This video is available on YouTube in English audio; in English audio with BSL and English subtitles;
in English audio with Irish SL and Irish subtitles; and in English audio with Welsh subtitles


A new animated video – released today on World Cerebral Palsy Day – highlights how hard it is for adults with cerebral palsy to get the physiotherapy help they need, and recommends ways in which future services could be shaped.

The video was scripted and voiced by adults with cerebral palsy (CP) in partnership with researchers they had spoken to about their personal experiences of how well physiotherapy and physiotherapy services meet their needs.

These interviews, and the production of the video, took place as part of studies led by Brunel University London, of which the findings offer insights to physiotherapists, policy makers and healthcare organisations who have the potential to shape future service development.

Cerebral palsy is a condition affecting about 1 in every 400 children in the UK, and can affect their movement, coordination and development, to varying degrees from mild to severe impairment. Improvements to life expectancy mean that there are now an estimated three times as many adults with CP as there are children with the condition.

These adults can have weakness, fatigue, muscle stiffness, and pain in their muscles and joints, which may worsen or present as a new onset with age – and they are more likely than other adults to experience diabetes, stroke and chronic respiratory conditions.

“Despite this great need for physiotherapy services for adults with CP, access to services in the UK appears somewhat chaotic overall,” said Gemma Cook, the doctoral researcher at Brunel who led one of the studies. “Children with CP get far more well-organised help.

“But little was known about how adults with CP access and experience physiotherapy services in the UK, so we designed a study to listen to and understand their perspectives, bringing their voices to the fore.”

The researchers interviewed 22 adults with CP, and with a wide range of needs and experiences.

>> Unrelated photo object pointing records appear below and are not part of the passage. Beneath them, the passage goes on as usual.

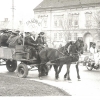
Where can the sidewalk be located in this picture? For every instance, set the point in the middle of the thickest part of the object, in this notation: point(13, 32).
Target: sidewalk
point(75, 87)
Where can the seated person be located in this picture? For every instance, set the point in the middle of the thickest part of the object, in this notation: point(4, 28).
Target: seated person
point(30, 43)
point(95, 54)
point(14, 40)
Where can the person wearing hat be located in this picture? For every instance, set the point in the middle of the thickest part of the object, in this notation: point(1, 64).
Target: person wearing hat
point(14, 40)
point(3, 38)
point(30, 43)
point(41, 40)
point(95, 54)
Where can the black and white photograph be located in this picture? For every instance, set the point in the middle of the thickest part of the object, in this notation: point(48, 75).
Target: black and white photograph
point(49, 48)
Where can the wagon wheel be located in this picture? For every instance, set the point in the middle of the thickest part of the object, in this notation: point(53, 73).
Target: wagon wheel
point(11, 65)
point(89, 66)
point(22, 70)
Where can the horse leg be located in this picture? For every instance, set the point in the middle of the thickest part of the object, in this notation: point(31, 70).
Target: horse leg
point(39, 70)
point(56, 71)
point(77, 69)
point(68, 72)
point(60, 67)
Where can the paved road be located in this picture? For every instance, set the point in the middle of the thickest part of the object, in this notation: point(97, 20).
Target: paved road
point(88, 86)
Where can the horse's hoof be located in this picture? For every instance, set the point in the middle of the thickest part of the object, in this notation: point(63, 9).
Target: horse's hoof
point(40, 78)
point(65, 79)
point(79, 79)
point(56, 80)
point(69, 81)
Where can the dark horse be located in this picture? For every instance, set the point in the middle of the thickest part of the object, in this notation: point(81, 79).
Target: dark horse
point(58, 58)
point(3, 39)
point(74, 51)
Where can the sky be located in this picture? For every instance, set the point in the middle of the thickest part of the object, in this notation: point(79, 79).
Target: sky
point(23, 8)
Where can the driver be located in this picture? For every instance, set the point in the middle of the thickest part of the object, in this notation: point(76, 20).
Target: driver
point(95, 54)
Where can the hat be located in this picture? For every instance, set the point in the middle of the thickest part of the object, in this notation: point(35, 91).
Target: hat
point(17, 31)
point(41, 33)
point(14, 32)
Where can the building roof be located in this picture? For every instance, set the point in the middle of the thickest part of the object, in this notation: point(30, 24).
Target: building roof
point(48, 4)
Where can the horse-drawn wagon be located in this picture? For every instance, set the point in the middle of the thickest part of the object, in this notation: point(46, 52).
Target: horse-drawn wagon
point(89, 61)
point(11, 56)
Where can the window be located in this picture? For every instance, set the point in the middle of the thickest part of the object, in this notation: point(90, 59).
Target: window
point(69, 36)
point(88, 16)
point(55, 36)
point(58, 21)
point(75, 20)
point(70, 16)
point(6, 19)
point(44, 21)
point(60, 36)
point(75, 36)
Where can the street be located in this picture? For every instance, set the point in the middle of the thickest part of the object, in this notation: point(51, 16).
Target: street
point(88, 86)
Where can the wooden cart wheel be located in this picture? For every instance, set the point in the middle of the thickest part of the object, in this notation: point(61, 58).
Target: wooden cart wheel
point(11, 65)
point(22, 70)
point(89, 66)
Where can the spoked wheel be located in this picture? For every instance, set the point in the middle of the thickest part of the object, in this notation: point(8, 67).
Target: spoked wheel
point(89, 66)
point(22, 70)
point(11, 65)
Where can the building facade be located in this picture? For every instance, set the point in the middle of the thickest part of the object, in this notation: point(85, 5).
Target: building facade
point(66, 20)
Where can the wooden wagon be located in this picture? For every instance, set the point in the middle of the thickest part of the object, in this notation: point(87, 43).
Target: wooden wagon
point(11, 56)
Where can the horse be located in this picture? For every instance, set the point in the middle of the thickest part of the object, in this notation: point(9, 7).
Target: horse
point(58, 59)
point(48, 56)
point(3, 39)
point(74, 52)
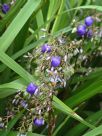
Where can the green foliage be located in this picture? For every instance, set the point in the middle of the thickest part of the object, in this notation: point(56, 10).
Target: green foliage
point(20, 31)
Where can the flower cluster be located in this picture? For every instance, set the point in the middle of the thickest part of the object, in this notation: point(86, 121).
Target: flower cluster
point(83, 29)
point(6, 6)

The individual stories included a music festival fan who needs regular physiotherapy to maintain her ability to transfer from her wheelchair to a toilet by herself, and also an adult who felt abandoned by services when they turned 18. “You still have the condition, but everybody’s closed their book on you, basically… You’re just pushed off a cliff,” they said.

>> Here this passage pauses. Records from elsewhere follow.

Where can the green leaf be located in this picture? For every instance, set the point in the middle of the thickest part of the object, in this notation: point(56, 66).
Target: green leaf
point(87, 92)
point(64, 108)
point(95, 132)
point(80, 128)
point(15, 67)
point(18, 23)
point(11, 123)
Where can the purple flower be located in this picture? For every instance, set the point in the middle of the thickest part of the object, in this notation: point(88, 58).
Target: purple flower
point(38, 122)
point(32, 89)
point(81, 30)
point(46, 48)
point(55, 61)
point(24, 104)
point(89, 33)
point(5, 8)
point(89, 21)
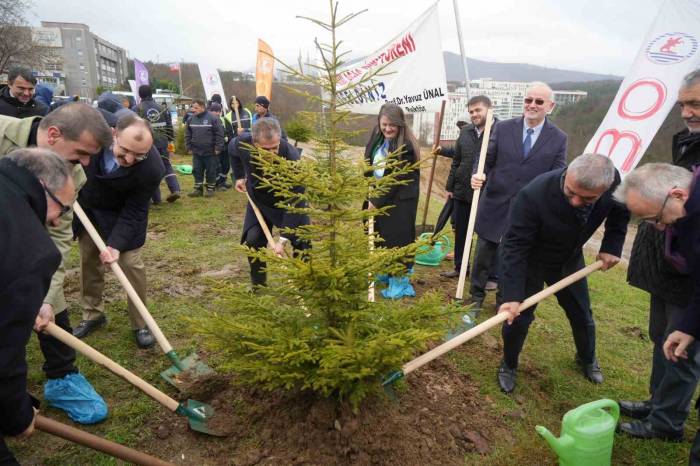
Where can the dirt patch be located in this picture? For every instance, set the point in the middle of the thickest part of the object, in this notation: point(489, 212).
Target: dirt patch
point(438, 419)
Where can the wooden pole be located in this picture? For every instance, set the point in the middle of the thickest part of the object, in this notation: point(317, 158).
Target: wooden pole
point(85, 439)
point(436, 143)
point(498, 318)
point(475, 204)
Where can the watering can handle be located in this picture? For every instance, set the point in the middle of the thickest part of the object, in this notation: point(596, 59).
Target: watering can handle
point(598, 404)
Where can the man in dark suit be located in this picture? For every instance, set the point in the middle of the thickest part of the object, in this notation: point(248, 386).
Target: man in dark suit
point(116, 197)
point(265, 136)
point(550, 221)
point(519, 150)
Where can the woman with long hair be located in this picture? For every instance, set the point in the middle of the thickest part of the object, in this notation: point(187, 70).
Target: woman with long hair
point(398, 227)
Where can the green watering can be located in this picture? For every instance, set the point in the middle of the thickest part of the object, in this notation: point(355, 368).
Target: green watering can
point(587, 434)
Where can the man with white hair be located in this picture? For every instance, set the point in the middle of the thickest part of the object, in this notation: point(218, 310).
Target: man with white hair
point(519, 149)
point(671, 385)
point(669, 197)
point(550, 220)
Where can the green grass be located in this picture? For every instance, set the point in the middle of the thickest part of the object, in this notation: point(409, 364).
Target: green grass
point(199, 235)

These interviews revealed that:

  • Adults with CP found it difficult to identify and access specialised physiotherapy services, and to get information and advice to help them best manage their condition.
  • Adults with CP need physiotherapy services throughout the different phases of their lives, to meet their present needs, and to anticipate and – where possible – prevent future needs.
  • Participants placed a high value on person-centred physiotherapy, which involves individualised treatment and valuing patient empowerment and priorities.

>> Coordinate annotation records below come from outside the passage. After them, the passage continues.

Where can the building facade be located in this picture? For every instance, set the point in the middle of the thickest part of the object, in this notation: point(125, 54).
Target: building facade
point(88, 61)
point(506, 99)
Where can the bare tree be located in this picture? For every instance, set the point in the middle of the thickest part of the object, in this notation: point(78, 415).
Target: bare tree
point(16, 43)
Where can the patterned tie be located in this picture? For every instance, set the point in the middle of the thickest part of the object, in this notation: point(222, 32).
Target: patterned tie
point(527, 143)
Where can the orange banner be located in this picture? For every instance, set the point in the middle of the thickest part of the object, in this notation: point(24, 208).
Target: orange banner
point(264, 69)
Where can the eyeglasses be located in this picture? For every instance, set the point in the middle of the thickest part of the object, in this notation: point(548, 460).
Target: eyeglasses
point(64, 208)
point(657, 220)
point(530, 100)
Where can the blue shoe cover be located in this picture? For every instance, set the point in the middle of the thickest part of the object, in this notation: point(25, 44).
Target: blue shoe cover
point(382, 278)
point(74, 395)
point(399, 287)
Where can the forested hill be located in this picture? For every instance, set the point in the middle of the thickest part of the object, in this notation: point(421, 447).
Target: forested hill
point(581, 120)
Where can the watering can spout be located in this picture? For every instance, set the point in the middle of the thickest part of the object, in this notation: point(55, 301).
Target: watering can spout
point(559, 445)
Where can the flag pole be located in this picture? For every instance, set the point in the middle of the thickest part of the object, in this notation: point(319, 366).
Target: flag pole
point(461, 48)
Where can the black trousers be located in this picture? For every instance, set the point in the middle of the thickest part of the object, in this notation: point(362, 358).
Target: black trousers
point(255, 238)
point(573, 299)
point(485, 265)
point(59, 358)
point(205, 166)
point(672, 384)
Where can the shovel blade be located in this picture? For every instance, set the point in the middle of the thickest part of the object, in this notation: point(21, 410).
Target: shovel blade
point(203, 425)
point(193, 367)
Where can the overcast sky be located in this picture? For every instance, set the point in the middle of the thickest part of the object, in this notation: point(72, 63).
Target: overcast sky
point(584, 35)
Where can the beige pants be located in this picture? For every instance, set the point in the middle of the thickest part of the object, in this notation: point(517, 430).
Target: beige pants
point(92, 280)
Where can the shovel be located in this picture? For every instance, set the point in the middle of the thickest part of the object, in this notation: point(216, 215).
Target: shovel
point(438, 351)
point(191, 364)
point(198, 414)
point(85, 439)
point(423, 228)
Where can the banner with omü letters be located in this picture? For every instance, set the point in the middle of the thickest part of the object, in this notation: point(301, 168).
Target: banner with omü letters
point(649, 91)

“We heard how adults with CP try to access physiotherapy through several different ways,” said Cook. “They can go to their GP to get a referral. In some services, they can self-refer. They can go to charity services, and they can also go to private services. But the particular needs of adults with CP are hugely varied, and there isn’t a clear pathway to make sure an individual reaches the right service to meet their needs.”

For the participants who did find the services they perceived as meeting their needs, they are highly valued. “And that can really help the quality of their lives,” said Cook. “Not just from a physical perspective, but through their ability to keep and thrive at their jobs, and through their ability for social interaction.”

The team also conducted an online survey of over 160 adults in the UK and Ireland, to gather perspectives of adults with CP on physiotherapy, which found that around 4 in every 5 participants experienced pain for more than 3 months, with a similar amount reporting a decline in mobility since turning 18, and having at least one fall in the past year. Nearly 2 in every 3 participants sought out physiotherapy for problems related to walking or mobility decline, and a similar amount reported that they cannot access the physiotherapy services they need.

The adults with CP took the most meaningful findings from the studies and worked with the researchers to create the animation, including that physiotherapists should work in partnership with adults with CP to review existing provision and to develop new services – working together to design what those services should look like, who should staff them, how they are funded, and to identify links to other services.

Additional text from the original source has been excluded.